咲良がふと、琴葉の髪に手を伸ばし、落ち葉を取る。
「無防備すぎるんだから……琴葉ちゃんって、ほんと可愛い」
「えっ、ええっ!? さ、咲良先輩!? か、可愛いって……」
「ふふっ、真っ赤。ほんとに、愛おしい」
咲良の声は柔らかく、けれど確かに「特別」だった。
その瞬間、琴葉は確信する。
(わたし、先輩が……好きなんだ)
◇Scene 5:夜空に祈る想い
夜、自室のベッドの上。
琴葉は絵日記を広げて、今日の出来事を描いていく。
ある日、放課後の図書室で偶然居合わせた二人は、一緒に本を探していた。
「この作家さん、好きなの?」
「はい……前に読んだ本が、すごく綺麗な話で……」
咲良は琴葉の瞳をじっと見つめる。
「そっか。琴葉ちゃんがそう言うなら、読んでみようかな」
──名前、呼ばれた。
心臓が跳ねるような感覚。誰かに名前で呼ばれるだけで、こんなに世界が違って見えるなんて。

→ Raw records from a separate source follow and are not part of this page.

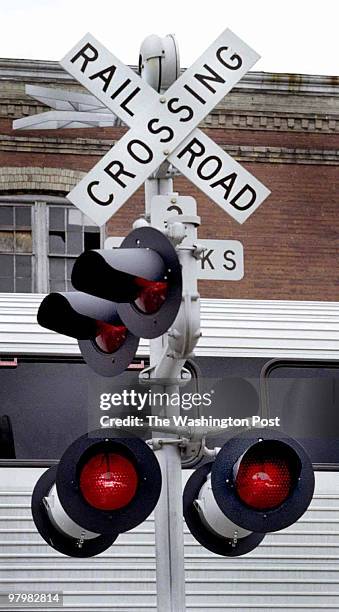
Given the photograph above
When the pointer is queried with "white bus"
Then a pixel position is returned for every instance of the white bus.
(45, 389)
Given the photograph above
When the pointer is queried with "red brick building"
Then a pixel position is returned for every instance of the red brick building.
(282, 128)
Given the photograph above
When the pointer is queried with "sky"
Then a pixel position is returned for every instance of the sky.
(293, 36)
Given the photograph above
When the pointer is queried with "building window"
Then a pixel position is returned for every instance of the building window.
(69, 233)
(39, 242)
(16, 249)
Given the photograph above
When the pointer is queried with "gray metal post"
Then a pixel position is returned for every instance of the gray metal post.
(167, 359)
(168, 516)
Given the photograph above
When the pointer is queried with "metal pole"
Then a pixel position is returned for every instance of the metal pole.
(168, 517)
(160, 67)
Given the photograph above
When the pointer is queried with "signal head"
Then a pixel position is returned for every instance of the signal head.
(104, 341)
(143, 276)
(108, 483)
(204, 525)
(52, 532)
(263, 480)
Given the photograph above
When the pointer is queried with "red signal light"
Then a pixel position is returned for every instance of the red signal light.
(151, 295)
(263, 482)
(108, 481)
(110, 338)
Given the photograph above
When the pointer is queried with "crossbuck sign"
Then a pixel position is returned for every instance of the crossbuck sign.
(163, 127)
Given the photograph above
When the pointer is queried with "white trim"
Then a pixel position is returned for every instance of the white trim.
(231, 328)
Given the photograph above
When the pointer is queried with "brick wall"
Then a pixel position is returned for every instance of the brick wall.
(288, 137)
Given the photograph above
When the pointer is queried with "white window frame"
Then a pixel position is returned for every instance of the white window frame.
(40, 233)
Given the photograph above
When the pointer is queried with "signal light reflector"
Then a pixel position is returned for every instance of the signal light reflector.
(264, 481)
(151, 295)
(110, 338)
(108, 481)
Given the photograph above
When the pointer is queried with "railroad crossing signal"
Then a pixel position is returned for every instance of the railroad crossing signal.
(101, 487)
(163, 127)
(132, 292)
(261, 481)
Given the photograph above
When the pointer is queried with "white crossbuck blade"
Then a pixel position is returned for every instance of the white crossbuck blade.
(71, 110)
(163, 126)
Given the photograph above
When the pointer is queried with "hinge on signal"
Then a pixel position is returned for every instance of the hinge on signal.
(9, 363)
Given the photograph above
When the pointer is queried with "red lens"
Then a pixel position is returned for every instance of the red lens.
(151, 295)
(110, 338)
(263, 483)
(108, 481)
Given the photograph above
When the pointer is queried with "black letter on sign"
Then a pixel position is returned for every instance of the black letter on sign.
(189, 149)
(213, 172)
(241, 192)
(203, 78)
(172, 109)
(229, 259)
(101, 75)
(195, 94)
(206, 258)
(160, 129)
(227, 183)
(144, 146)
(121, 170)
(94, 198)
(233, 57)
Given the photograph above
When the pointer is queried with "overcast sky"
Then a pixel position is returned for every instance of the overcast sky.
(298, 36)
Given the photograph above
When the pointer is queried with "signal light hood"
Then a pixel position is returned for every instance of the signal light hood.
(137, 507)
(293, 497)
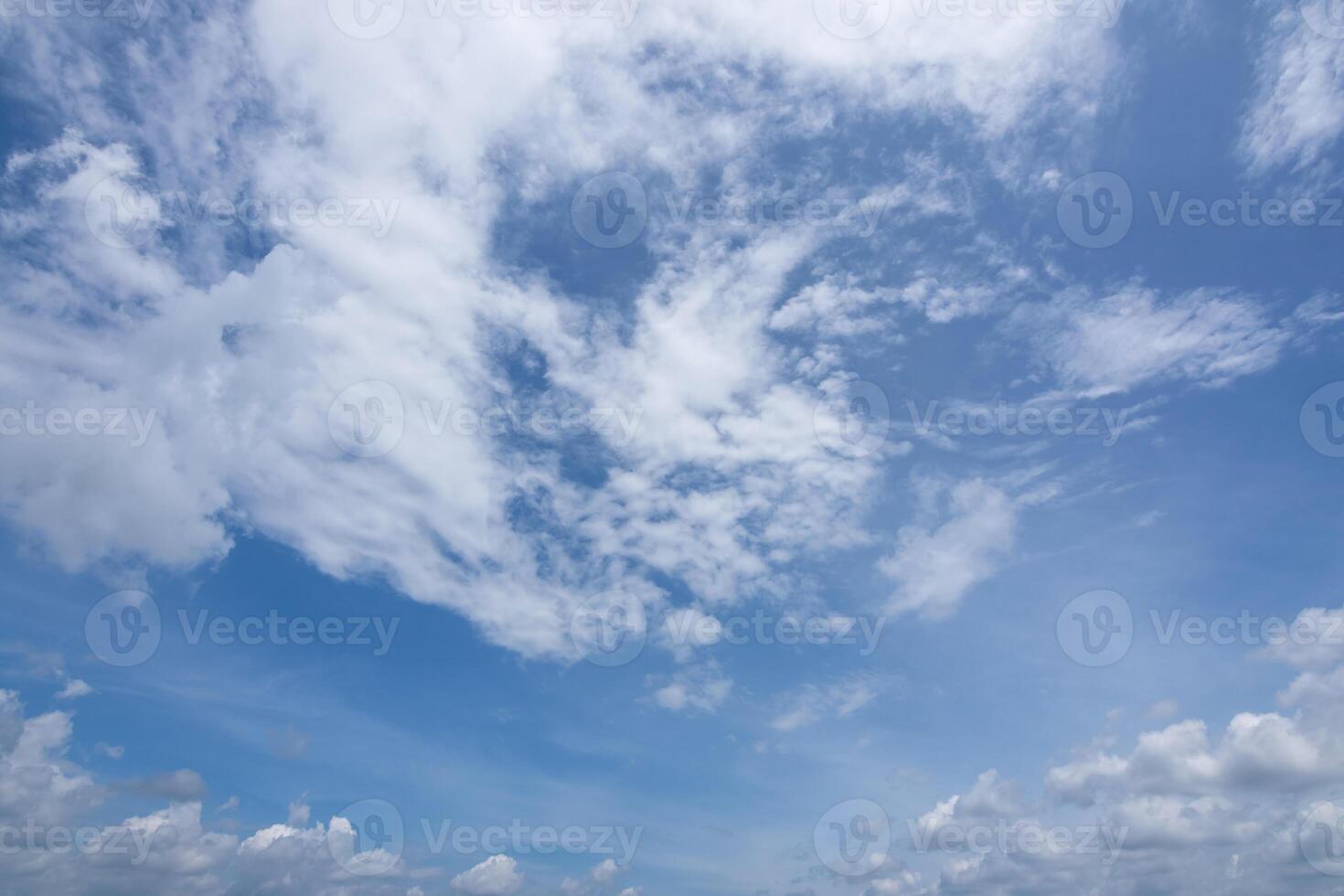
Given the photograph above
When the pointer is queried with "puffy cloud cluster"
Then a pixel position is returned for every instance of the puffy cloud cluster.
(53, 842)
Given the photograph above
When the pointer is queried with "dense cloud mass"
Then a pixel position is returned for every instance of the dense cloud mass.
(279, 255)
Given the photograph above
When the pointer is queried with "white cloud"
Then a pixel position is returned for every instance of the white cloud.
(695, 689)
(1135, 336)
(935, 566)
(837, 700)
(496, 876)
(74, 689)
(240, 357)
(1297, 113)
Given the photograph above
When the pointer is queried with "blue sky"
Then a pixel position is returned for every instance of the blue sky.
(752, 448)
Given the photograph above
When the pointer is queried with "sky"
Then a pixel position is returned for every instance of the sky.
(646, 448)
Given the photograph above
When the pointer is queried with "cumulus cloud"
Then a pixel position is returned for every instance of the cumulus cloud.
(1297, 113)
(496, 876)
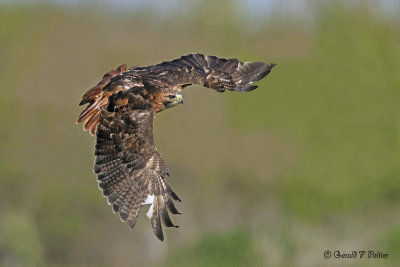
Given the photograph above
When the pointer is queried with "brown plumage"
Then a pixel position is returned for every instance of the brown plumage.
(121, 110)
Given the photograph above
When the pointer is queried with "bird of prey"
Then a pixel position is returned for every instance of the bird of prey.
(120, 112)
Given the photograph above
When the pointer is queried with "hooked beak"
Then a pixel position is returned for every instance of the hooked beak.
(180, 99)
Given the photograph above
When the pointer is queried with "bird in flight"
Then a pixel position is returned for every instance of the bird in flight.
(120, 112)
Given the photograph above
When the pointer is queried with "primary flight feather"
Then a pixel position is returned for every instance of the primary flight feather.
(120, 112)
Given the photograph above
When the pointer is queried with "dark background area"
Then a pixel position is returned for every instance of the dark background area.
(308, 162)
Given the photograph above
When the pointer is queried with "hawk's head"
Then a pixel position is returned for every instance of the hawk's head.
(172, 99)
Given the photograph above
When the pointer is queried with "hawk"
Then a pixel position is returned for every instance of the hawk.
(120, 112)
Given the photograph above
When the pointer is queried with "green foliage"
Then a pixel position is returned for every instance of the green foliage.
(20, 242)
(234, 248)
(340, 107)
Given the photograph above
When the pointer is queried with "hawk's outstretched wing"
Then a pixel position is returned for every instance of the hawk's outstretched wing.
(210, 71)
(130, 170)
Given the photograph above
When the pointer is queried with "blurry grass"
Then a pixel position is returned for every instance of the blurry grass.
(235, 248)
(341, 107)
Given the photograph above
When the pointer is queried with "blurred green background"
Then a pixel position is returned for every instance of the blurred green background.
(306, 163)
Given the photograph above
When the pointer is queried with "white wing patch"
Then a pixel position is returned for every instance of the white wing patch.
(149, 200)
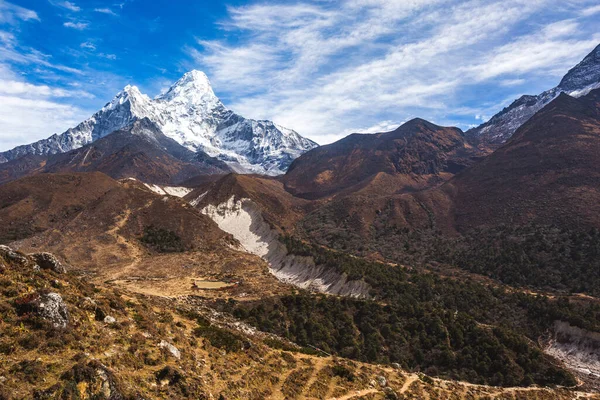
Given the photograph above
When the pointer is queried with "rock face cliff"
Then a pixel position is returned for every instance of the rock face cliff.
(243, 219)
(579, 81)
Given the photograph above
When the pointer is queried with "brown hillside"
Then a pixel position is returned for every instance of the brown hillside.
(99, 224)
(418, 155)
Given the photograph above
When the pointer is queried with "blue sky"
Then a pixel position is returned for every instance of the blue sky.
(324, 68)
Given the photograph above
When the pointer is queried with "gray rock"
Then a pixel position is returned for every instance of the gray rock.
(88, 304)
(170, 348)
(48, 261)
(11, 255)
(50, 307)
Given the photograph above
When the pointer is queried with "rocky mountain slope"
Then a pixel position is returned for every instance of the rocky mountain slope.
(102, 342)
(191, 114)
(415, 156)
(579, 81)
(139, 150)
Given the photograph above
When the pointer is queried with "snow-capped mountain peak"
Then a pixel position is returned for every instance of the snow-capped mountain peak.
(191, 114)
(192, 87)
(579, 81)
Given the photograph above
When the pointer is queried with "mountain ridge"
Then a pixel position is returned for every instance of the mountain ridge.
(191, 114)
(577, 82)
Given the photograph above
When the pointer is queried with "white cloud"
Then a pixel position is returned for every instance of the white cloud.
(28, 119)
(76, 25)
(325, 68)
(108, 56)
(105, 11)
(88, 46)
(68, 5)
(593, 10)
(11, 13)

その日の帰り道。校門を出たあと、二人は並んで歩いた。
春の風が頬をなで、沈黙が二人の間に流れる。
ふと、咲良が立ち止まる。
「……ねえ、琴葉ちゃん」
「はい?」
「その……まだ、新しい学園って、緊張するよね」
「……はい、でも……先輩がいてくれるから、少し、安心です」
咲良は微笑んだ。
「それ、私も同じ。琴葉ちゃんがいてくれて、嬉しい」
その笑顔が、胸を優しく締めつける。
──この気持ちは、何?
まだ知らない。だけど、きっとそれは──春の訪れと共に、確かに芽吹き始めた気持ちだった。
そしてその夜、琴葉は日記にこう書いた。
『有栖川先輩の笑顔を思い出すと、胸がふわっとする。こんな気持ち、初めてかもしれない』
──その一文が、静かにページを照らす光になった。
春は始まったばかり。
咲良と琴葉の一年が、ここからゆっくりと動き出す。